The comments from Tears reflect something I’ve witnessed all my life: a rampant desire to erase and ignore realities happening under our noses. You can’t “erase” queerness. The struggles of people of color are not some conspiracy invented because “people are too sensitive.” The marginalized voices and social issues privileged folks view as only existing in "faraway" locales are everywhere. They exist whether you believe it or not. This was especially true in the 1980s. This era saw the humanity of queer people constantly challenged by public officials .even as the AIDS crisis ravaged this community.

Cinema is one of the tools that, as Roger Ebert put it, can function as “a machine for empathy.” It can reinforce perspectives, communities, and identities so often suffocated by society. The passionate desire by Tears to use the DMPCB to maintain “Dallas [as] an island” undercut cinema's greatest possibilities. It also reaffirmed a creepy commitment to "isolating" Dallas from aspects of reality that were already in the city.

Thankfully, there was no way the DMPCB could last forever. After the Maryland State Board of Censors disbanded in 1981, the DMPCB was the last local film censorship board in America. This relic was the last of its kind, a comically anarchistic anomaly in the “modern” film landscape. Eventually, the DMPCB was disbanded in 1992. This helped open up a new era for Dallas cinema. It also made the area more hospitable to a wide range of moviegoing options. It’s difficult to imagine exciting showings of films like The People’s Joker being possible if the DMPCB endured. Similarly, Dallas becoming the third-biggest moviegoing city in America in 2023 would've been incomprehensible in the DMPCB age.

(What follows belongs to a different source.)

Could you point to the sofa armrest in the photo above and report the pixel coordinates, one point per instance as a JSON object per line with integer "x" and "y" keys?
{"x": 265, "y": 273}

While the DMPCB is gone, troubles in film ratings haven’t vanished. The national MPAA board has continued many DMPCB problems in what movies it deems “acceptable” for certain age groups. Specifically, the institution has come under repeated fire for giving independent and major queer movies restrictive R and NC-17 ratings. There have also been accusations that the board polices depictions of positive female sexuality more aggressively, among other grievances. It's certainly strange that a film like Saw X can depict a woman sawing her own leg off on-screen (complete with screams of agony) can get an R-rating while a frank depiction of two men having sex in Passages gets slapped with an NC-17 rating. The DMPCB is dead and gone, good riddance. Unfortunately, the normalization of societal prejudices in film ratings endures on a more expansive level.